Written by Gradye Parsons
Each month the Stated Clerk of the General Assembly of the Presbyterian Church (U.S.A.) and the Moderator or Vice Moderator of the 220th General Assembly write a column of general interest for the church-at-large.
One sure sign of spring in my hometown was the return of the old men to the benches outside the courthouse. I was never certain where they went in the winter. It was not entirely clear what they did for a living. But they would appear yearly some time after the arrival of the robins and before the trees leafed out.

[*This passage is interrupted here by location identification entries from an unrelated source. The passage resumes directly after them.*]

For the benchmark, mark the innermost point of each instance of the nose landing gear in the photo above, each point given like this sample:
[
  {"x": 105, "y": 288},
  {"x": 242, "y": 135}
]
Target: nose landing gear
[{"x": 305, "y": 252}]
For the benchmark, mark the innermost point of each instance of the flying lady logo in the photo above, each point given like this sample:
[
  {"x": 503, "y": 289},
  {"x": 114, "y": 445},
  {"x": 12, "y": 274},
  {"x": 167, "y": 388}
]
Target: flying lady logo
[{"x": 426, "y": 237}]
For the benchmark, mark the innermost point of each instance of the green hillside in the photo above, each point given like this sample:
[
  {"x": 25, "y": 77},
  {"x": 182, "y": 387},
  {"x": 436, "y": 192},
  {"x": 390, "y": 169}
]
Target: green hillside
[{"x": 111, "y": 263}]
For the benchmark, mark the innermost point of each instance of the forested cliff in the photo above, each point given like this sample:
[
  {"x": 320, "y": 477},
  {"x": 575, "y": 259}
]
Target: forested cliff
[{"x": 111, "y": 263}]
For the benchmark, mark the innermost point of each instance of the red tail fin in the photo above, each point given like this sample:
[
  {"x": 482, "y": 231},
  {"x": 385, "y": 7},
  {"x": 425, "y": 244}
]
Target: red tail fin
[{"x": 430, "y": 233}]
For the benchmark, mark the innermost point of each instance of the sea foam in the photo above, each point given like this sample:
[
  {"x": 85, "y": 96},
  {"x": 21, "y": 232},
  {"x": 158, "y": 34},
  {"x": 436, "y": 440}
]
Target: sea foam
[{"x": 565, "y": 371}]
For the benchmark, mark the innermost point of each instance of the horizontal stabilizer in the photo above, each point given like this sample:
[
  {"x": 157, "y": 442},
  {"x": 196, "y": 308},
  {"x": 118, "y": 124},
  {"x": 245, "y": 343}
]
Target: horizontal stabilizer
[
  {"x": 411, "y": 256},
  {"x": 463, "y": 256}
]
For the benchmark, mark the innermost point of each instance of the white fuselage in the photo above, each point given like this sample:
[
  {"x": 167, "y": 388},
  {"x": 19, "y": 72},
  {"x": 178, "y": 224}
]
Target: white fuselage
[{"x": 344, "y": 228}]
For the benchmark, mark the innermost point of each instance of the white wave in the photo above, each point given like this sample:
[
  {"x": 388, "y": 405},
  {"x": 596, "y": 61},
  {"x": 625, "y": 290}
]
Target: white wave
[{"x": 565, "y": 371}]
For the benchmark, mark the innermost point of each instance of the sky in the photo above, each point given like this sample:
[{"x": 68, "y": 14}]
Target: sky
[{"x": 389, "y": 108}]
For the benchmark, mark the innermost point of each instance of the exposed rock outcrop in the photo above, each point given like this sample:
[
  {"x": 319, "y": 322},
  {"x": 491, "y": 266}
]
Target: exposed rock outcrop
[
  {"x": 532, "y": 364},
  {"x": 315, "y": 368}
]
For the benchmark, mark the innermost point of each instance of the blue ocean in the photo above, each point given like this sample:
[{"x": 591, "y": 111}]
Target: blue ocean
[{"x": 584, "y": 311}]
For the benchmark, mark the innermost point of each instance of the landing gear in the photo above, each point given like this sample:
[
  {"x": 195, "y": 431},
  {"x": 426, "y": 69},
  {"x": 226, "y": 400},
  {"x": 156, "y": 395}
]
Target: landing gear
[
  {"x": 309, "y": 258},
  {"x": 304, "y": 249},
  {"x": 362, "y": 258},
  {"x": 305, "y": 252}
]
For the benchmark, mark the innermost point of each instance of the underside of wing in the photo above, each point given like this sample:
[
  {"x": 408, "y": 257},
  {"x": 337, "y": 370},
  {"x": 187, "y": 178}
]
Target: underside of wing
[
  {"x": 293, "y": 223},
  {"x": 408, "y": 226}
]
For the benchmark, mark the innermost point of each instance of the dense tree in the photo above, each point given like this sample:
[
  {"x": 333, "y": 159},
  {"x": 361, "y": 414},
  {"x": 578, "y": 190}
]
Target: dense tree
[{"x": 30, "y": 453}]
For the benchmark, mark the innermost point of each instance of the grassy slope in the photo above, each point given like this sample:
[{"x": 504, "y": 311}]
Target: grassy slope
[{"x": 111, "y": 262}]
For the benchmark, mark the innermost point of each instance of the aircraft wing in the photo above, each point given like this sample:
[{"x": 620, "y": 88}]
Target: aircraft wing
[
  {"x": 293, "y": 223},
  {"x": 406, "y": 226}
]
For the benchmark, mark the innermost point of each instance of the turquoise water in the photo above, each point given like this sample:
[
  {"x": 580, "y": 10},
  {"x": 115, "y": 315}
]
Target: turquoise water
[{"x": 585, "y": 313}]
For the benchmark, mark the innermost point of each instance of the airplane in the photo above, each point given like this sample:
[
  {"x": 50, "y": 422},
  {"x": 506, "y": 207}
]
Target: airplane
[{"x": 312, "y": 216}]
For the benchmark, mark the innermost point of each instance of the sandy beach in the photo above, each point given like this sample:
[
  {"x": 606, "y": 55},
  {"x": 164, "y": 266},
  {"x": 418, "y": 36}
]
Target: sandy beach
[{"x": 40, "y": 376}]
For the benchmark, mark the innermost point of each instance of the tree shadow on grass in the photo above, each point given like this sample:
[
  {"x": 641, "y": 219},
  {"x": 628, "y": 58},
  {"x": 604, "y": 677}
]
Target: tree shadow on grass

The men would tell old stories. They knew every bit of gossip in the courthouse. Of course they started most of the rumors themselves. While the daily newspaper might report the facts of a crime, these guys knew all the background, which was helpful, since they were always on the jury or a cousin to someone involved in the case. If you ever wanted to get elected to an office, you had to first curry favor with the bench crowd. There was a certain time in the afternoon when the benches would empty. Anyone sitting there after that was suspect.

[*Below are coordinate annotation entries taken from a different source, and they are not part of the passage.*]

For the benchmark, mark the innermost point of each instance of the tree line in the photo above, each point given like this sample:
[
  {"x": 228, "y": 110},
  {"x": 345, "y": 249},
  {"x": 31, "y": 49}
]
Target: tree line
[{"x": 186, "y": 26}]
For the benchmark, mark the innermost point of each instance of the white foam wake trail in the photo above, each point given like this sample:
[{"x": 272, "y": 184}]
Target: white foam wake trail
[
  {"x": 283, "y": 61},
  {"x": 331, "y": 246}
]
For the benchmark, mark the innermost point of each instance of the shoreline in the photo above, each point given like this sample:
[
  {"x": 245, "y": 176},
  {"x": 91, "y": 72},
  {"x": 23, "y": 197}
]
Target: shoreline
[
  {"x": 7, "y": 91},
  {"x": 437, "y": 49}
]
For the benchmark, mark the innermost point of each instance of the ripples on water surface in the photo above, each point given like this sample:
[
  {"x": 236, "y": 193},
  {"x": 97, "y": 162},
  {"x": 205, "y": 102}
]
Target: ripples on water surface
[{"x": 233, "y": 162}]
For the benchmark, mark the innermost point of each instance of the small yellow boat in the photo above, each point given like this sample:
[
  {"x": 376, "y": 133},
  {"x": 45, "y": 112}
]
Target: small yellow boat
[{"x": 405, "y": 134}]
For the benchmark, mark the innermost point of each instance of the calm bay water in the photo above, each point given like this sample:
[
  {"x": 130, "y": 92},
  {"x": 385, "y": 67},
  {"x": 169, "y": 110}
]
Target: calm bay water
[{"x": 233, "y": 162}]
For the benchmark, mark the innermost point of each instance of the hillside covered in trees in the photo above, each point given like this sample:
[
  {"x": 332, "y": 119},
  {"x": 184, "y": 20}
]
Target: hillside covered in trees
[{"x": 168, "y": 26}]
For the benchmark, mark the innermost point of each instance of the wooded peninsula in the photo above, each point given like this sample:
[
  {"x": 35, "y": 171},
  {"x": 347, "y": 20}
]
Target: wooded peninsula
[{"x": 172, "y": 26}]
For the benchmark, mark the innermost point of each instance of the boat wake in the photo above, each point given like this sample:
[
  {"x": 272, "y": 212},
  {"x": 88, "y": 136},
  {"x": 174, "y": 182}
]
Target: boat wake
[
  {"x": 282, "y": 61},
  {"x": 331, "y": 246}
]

In John 4, Jesus stops at Sychar in Samaria. He plops down at Jacob’s well at high, hot noon. What follows is the encounter with the Samaritan woman, but first I want to focus on Jesus’ actions. He sat by a well with no bucket at the least-visited time of day. What was he thinking?
He could have wanted to get away for some quiet time. He did that often: send the disciples away on an errand in order to just have time to himself for his own thoughts. Or he could have wanted to be there for whatever folk might come out to Sychar’s courthouse square at the least social hour of the day. I think the latter. I think this story illustrates an intentional act by Jesus to make himself available to the most vulnerable and least accepted people of that village.
Stories reveal our true selves. Our public story may be that we are the rich young ruler who has much to give up for the gospel. Our internal story may be more like that of the woman at the well: a story that requires us to believe that God can love our unlovely mess.
It is spring now. It’s time to get our faith out there. It’s time to reveal our real story and be open to where God may want us to be. The benches and wells are waiting.